Dare v. Chicago Horseman Newspaper Co., 159 Ill. App. 546 (1911)

Feb. 3, 1911 · Illinois Appellate Court · Gen. No. 15,191
159 Ill. App. 546

Arthur Dare, Defendant in Error, v. Chicago Horseman Newspaper Company, Plaintiff in Error.

Gen. No. 15,191.

New trial—lohen newly discovered evidence ground for. Newly discovered evidence which would have a strong tendency to affect the result of the suit, is ground for a new trial.

Assumpsit. Error to the Municipal Court of Chicago; the Hon.
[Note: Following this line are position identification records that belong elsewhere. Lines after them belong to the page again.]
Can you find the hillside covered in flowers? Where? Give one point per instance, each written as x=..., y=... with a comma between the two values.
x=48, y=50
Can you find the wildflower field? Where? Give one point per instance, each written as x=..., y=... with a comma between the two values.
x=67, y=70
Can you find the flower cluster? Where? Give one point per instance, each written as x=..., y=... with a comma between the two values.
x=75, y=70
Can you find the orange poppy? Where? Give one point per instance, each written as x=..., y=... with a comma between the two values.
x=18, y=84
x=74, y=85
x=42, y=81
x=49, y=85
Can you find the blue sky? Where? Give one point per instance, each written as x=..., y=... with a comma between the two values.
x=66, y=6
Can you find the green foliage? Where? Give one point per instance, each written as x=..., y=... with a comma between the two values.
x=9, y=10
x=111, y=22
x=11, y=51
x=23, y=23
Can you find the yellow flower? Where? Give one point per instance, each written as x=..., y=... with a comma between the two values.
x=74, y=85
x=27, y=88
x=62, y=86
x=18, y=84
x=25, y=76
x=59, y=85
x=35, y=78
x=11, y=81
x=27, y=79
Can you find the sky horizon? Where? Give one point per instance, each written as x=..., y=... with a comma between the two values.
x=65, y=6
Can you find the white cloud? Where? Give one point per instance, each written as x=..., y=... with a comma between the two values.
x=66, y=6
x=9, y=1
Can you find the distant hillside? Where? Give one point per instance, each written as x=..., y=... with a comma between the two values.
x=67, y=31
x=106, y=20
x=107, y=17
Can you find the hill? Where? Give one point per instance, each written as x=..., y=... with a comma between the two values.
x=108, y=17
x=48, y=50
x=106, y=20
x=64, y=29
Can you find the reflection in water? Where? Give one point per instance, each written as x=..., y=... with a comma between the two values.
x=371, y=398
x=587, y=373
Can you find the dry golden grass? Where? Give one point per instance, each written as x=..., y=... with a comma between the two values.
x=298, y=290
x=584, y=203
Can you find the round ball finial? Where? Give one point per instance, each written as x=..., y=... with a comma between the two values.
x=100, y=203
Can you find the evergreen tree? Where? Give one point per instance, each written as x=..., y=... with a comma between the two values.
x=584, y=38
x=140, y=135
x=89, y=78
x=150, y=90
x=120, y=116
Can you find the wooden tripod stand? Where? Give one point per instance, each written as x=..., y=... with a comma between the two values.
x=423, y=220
Frank P. Sadler, Judge, presiding.

Heard in the Branch Appellate Court at the March term, 1909.

Reversed and remanded.

Opinion filed February 3, 1911.

Scott, Bancroft & Stephens, for plaintiff in error.
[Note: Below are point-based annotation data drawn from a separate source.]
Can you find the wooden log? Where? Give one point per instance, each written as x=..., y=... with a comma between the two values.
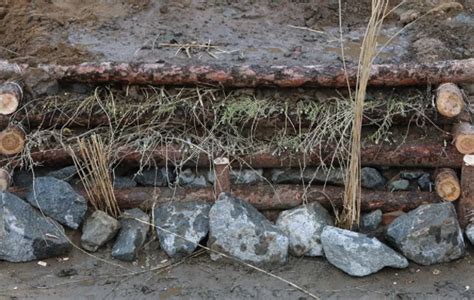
x=466, y=203
x=249, y=75
x=12, y=140
x=11, y=94
x=463, y=137
x=447, y=184
x=449, y=100
x=266, y=197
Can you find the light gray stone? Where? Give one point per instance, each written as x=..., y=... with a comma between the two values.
x=357, y=254
x=134, y=228
x=238, y=229
x=58, y=200
x=303, y=226
x=98, y=229
x=429, y=234
x=25, y=234
x=180, y=226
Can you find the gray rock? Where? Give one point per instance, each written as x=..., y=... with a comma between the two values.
x=57, y=199
x=399, y=185
x=132, y=235
x=180, y=226
x=425, y=183
x=123, y=182
x=303, y=226
x=357, y=254
x=155, y=177
x=98, y=229
x=470, y=233
x=429, y=234
x=294, y=175
x=25, y=234
x=66, y=173
x=372, y=179
x=189, y=178
x=371, y=221
x=238, y=229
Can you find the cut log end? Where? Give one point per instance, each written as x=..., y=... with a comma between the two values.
x=12, y=141
x=447, y=185
x=449, y=100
Wyeth, Clark & Zollars, for defendant in error.

Mr. Justice Baldwin

delivered the opinion of the court.

Defendant in error recovered a judgment for $679.13 in the Municipal Court for damages for breach of contract of employment for six months at $125 per month. The employment of the plaintiff was conceded, but it was contended that he fraudulently misrepresented his qualifications for the position, and that his discharge for incompetency was lawful.
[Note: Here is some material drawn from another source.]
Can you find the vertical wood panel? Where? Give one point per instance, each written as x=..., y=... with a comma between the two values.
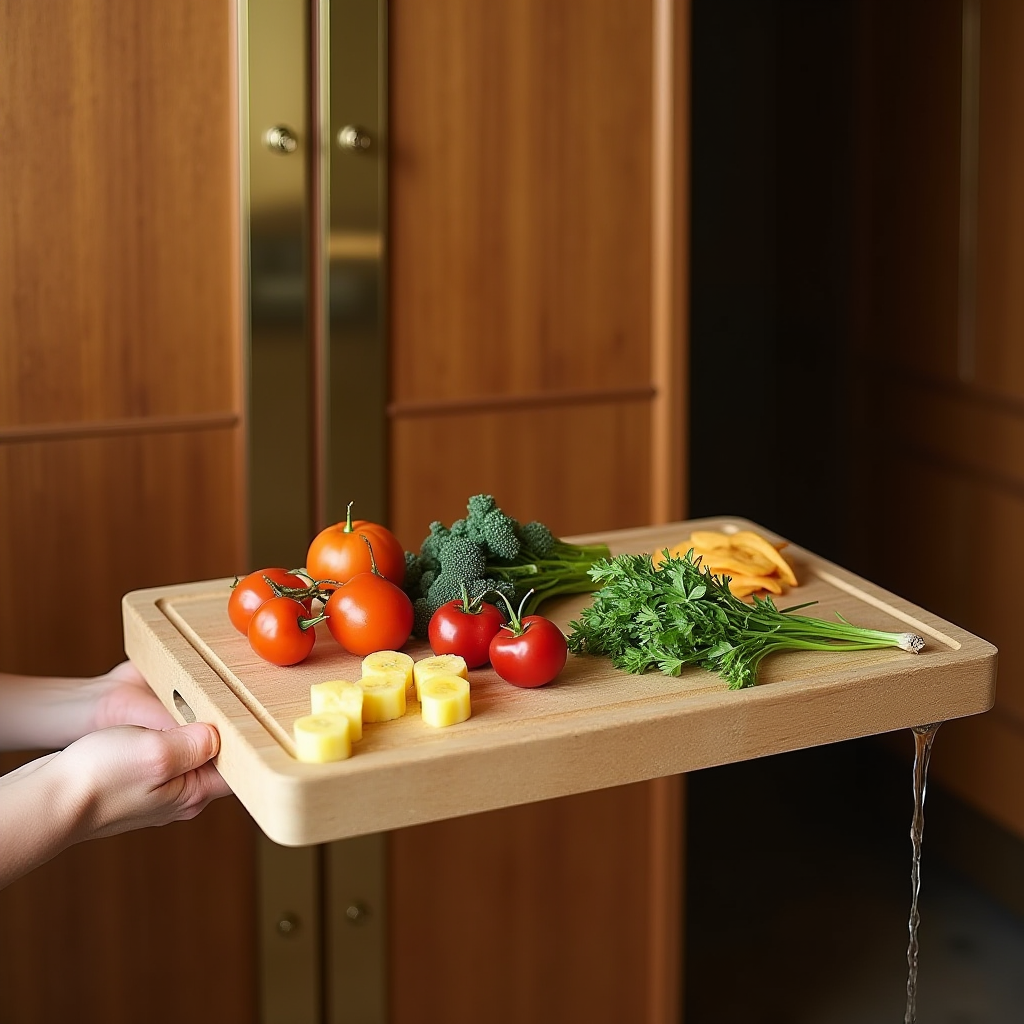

Plaintiff in error was publishing a newspaper, and advertised to procure a competent editorial writer for that kind of work. As evidence of his qualifications for the position, defendant in error submitted, in his own handwriting, two- articles, which were of such merit as to be largely influential in securing his employment. After two weeks of service he was .discharged for alleged incompetency, and paid $42.44 for the time he had been employed.

After the verdict, plaintiff in error endeavored to secure a new trial, based upon affidavits strongly tending to show that the two articles submitted in the handwriting of the defendant in error as his own, and which were largely influential in securing his employ*547ment, were not, in fact, the product of his own brain, but were copied very largely from The New York Herald.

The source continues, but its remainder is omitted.